普段は海底の居城に籠もっている彼らだが、この時期は海獣が活性化し、海域の哨戒を強化するため、この開けた入り江を仮の拠点としているという。
「マーマンか…初めて見たぜ。」
イルゼが物珍しそうに目を細める。
「あまり陸地に出てくる種族じゃないからな。貴重な光景だぞ、イルゼ。」
ドルンの言葉に、イルゼはふと疑問を口にした。
「マーマンの下半身は魚に近いと聞いていたが、あそこにいる連中は足があるな。」
「彼らは一時的に魔力で足を作り出すことができるのさ。…よし、行こう。」
クライムは一歩前へ出ると、肺の腑を膨らませ、腹の底から声を張り上げた。
「私はジノーブスの勇者クライム!海竜将軍リア殿にお目通り願いたい!」
軍勢がざわめき、不穏な静寂が入り江を包んだ。
やがて、寄せては返す波の中から、ゆっくりと一人の影が現れた。
下半身が眩い光を放ち、水飛沫を散らしながら滑らかな脚の形へと変わっていく。
海から現れたのは、海竜将軍リアその人であった。
「人魚というのは幻想的な美しさだと聞くが…まさに、噂以上だな。
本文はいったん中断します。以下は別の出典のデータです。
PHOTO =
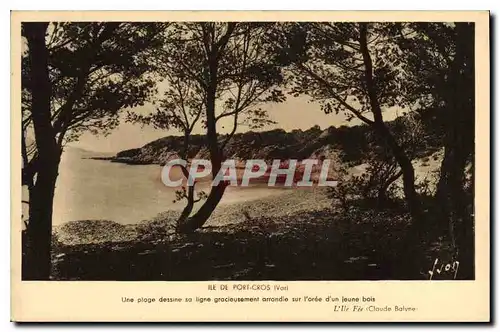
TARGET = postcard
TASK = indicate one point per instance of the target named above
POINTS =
(251, 166)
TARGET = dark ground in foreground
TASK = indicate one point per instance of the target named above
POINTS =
(320, 245)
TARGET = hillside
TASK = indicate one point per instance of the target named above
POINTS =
(349, 144)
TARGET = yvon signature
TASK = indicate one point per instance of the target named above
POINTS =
(440, 268)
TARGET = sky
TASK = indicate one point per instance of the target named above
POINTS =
(294, 113)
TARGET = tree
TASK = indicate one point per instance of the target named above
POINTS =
(231, 72)
(353, 69)
(441, 58)
(76, 77)
(356, 69)
(181, 108)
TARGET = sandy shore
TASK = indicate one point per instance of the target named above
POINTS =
(283, 205)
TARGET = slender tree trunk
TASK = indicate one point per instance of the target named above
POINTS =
(39, 232)
(382, 192)
(410, 262)
(216, 192)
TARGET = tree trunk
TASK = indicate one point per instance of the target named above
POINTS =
(382, 192)
(37, 259)
(451, 197)
(410, 259)
(216, 192)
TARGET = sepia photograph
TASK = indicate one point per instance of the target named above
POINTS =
(247, 150)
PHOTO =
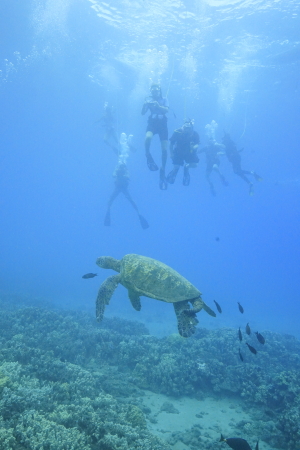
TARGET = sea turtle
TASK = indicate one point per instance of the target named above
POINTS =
(151, 278)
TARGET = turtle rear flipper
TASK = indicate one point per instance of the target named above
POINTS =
(105, 293)
(208, 309)
(134, 299)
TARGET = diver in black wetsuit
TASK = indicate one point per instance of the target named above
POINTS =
(158, 107)
(234, 157)
(184, 144)
(121, 176)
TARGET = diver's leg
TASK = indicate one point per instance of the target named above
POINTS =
(163, 185)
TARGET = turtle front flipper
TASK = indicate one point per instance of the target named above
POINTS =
(105, 293)
(134, 299)
(186, 319)
(199, 304)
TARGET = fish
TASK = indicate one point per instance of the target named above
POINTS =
(240, 355)
(260, 337)
(237, 443)
(240, 334)
(89, 275)
(218, 306)
(241, 309)
(252, 349)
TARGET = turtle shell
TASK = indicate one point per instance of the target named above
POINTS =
(154, 279)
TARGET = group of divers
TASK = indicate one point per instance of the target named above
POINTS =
(184, 150)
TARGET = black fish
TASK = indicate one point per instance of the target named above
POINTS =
(240, 334)
(260, 337)
(89, 275)
(252, 349)
(240, 355)
(241, 309)
(218, 306)
(237, 443)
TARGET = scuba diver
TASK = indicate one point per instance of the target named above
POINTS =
(121, 175)
(212, 152)
(158, 107)
(110, 138)
(184, 144)
(234, 157)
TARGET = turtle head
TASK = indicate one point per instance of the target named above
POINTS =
(107, 262)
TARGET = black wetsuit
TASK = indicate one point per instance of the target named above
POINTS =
(182, 143)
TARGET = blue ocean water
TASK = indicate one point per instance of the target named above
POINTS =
(235, 62)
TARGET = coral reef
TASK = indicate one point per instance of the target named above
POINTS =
(68, 383)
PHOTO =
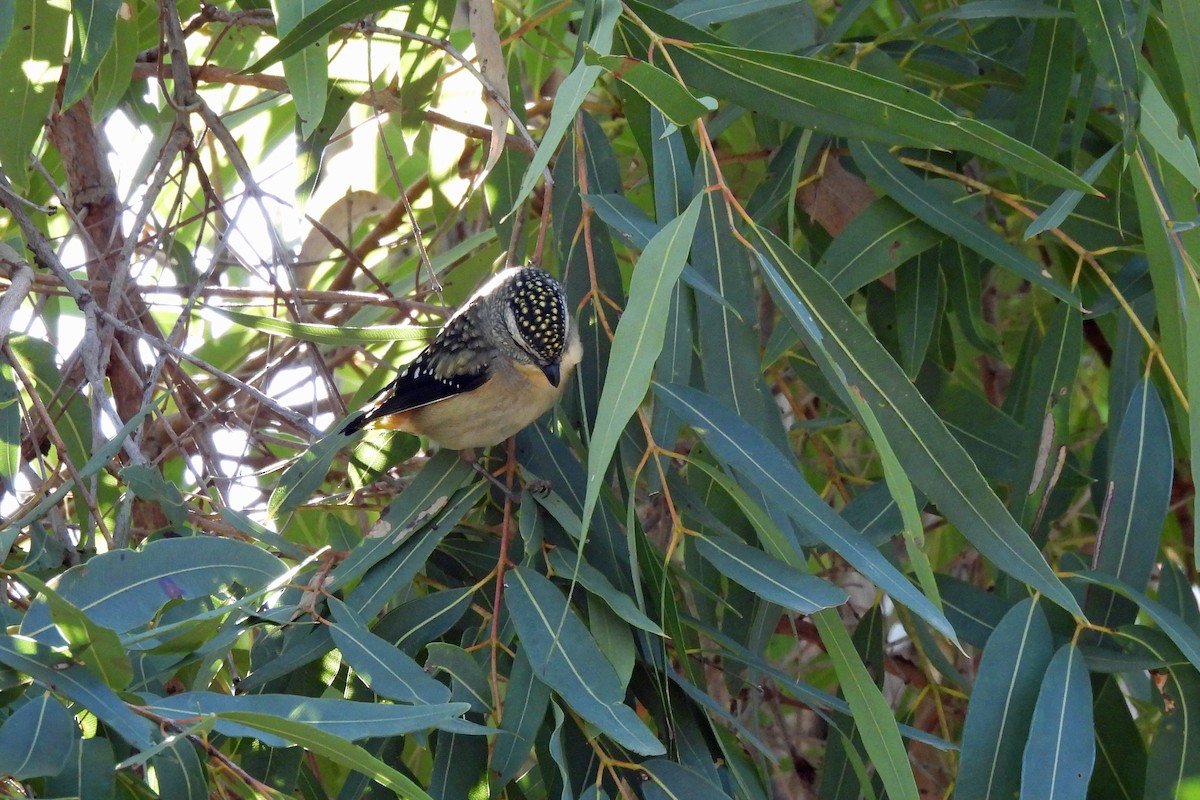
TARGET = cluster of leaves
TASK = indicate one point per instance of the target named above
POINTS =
(887, 308)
」
イルゼの言葉に、一同は無言で頷く。
青みがかった神秘的な肌は月の光を吸い込むようで、透き通るような長い髪は海そのものを宿しているかのようだ。
「人間の勇者が、何用だ?」
リアが口を開く。
その声は氷のように冷たく、入り江の空気を一瞬で凍りつかせた。
「呼びかけに応えていただき感謝する。リア殿。」
クライムは一礼し、慎重な手つきで懐から一通の書簡を取り出した。
「まずは、これを読んでいただきたい。」
「これは?」
「魔王ローデウス陛下の妃となられる、セルス様からの手紙だ。」
その名を聞いた瞬間、リアの口元に微かな、そして蛇のような冷笑が浮かんだ。
「セルス=バルハートか。…自ら来ず、貴様らのような人間を使い走りにするその姿勢、相変わらず気に食わんな。」
「…あの方は、今城下の内乱鎮圧に骨身を削っておいでなのです。どうかご容赦を。」
キフィルが必死にフォローを入れるが、リアは「ふん」と鼻で笑い、乱暴に手紙を奪い取った。
封を切り、中に記されたセルスの「願い」に目を通す。
すると、リアの表情が歪んだ。
驚愕、そして激しい憎悪。
彼女は腹の底から湧き上がるような、愉快でたまらないといった様子で笑い始めた。
「…ククッ、ハハハハハハ!!」
「リア殿…?」
笑い声を止めたリアの瞳は、燃えるような憤怒に染まっていた。
「おい、お前たち!コイツらを今すぐ摘み出せ!抵抗するなら、海の下で魚の餌にしても構わん!」
「なっ、待ってくれ!セルス様の心よりの願いが、貴女にはわからないのか!?」
クライムの悲痛な叫びに、リアは顔を曇らせ、憎しみを込めてその手紙をクライムの顔面へと叩きつけた。
「願いだと?…これが、あの女の願いだと抜かすか!」
宙を舞う羊皮紙。
それを受け取ろうとクライムが反射的に手を伸ばした、その刹那だった。
「――っ!?クライム、離れろ!!」
顎髭を蓄えた年長のイルゼが、誰よりも早くその異常に気づき、悲鳴に近い声を上げた。
ドォォォォォォォォォンッ!!
手紙に刻まれた隠し魔法陣が、物理的な爆風と凄まじい閃光を放つ。
平和を願うはずの言葉が、最凶の罠へと変貌し、入り江の静寂を木っ端微塵に砕いた。